Page 3 of 7

Re: Houdini 1.5 running for the IPON

Posted: Thu Dec 16, 2010 4:55 pm
by Houdini
IWB wrote:The current result can be found here:

http://www.inwoba.de

Have fun
Ingo
Current IPON results after 1050 games are better than I expected, Houdini 1.5 may will end above the 3000 mark.

Here's some more information about my own single-core testing results without ponder.
At ultra-fast TC 5"+0.05" I measured +35 Elo in a 21,000 game gauntlet against the top 7 engines.
At fast TC 50"+0.5" I measured +45 Elo in a 2,100 game gauntlet against the same opponents.

The IPON results seem to confirm the trend that the strength of Houdini 1.5 increases at longer TC, I like that. :)

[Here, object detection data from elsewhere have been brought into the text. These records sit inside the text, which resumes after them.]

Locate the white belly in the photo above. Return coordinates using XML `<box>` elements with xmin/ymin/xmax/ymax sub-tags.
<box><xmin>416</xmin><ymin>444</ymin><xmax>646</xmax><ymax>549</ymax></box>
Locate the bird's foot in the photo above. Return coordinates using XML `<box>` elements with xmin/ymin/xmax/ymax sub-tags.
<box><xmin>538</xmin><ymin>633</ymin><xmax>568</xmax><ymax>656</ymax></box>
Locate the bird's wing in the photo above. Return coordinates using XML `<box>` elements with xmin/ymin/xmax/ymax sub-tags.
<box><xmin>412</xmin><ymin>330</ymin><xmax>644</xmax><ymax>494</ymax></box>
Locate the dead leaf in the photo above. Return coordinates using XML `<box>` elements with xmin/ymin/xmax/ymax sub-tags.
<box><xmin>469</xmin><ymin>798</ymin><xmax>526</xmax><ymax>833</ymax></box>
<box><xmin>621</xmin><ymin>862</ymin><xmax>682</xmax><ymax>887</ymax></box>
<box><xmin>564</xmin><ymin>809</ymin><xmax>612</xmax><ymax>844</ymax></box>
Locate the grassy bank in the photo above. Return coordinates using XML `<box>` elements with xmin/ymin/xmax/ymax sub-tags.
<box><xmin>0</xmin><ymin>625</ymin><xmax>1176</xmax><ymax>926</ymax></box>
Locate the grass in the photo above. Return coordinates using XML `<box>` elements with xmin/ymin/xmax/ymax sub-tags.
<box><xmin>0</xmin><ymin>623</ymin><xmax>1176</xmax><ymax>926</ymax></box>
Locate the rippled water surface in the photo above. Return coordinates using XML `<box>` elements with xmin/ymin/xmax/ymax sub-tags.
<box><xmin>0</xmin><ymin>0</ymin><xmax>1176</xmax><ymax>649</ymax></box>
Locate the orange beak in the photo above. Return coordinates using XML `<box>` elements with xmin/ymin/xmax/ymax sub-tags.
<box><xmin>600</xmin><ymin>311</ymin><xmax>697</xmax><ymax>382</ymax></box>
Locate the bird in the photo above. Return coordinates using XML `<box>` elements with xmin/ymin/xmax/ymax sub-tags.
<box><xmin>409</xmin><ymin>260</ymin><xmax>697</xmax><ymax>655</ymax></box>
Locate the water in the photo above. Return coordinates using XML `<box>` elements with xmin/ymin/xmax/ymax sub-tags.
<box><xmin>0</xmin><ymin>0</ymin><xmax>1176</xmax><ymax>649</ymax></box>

Re: Houdini 1.5 running for the IPON

Posted: Thu Dec 16, 2010 5:06 pm
by Albert Silver
Houdini wrote:
IWB wrote:The current result can be found here:

http://www.inwoba.de

Have fun
Ingo
Current IPON results after 1050 games are better than I expected, Houdini 1.5 may will end above the 3000 mark.

Here's some more information about my own single-core testing results without ponder.
At ultra-fast TC 5"+0.05" I measured +35 Elo in a 21,000 game gauntlet against the top 7 engines.
At fast TC 50"+0.5" I measured +45 Elo in a 2,100 game gauntlet against the same opponents.

The IPON results seem to confirm the trend that the strength of Houdini 1.5 increases at longer TC, I like that. :)
Did you test with or without Gaviota EGTBs? If both, was there a measurable Elo difference? I imagine it must be worst at ultra fast due to disk reads, but I could be wrong.

Re: Houdini 1.5 running for the IPON

Posted: Thu Dec 16, 2010 5:23 pm
by IWB
Hello Robert,
Houdini wrote: Current IPON results after 1050 games are better than I expected, Houdini 1.5 may will end above the 3000 mark.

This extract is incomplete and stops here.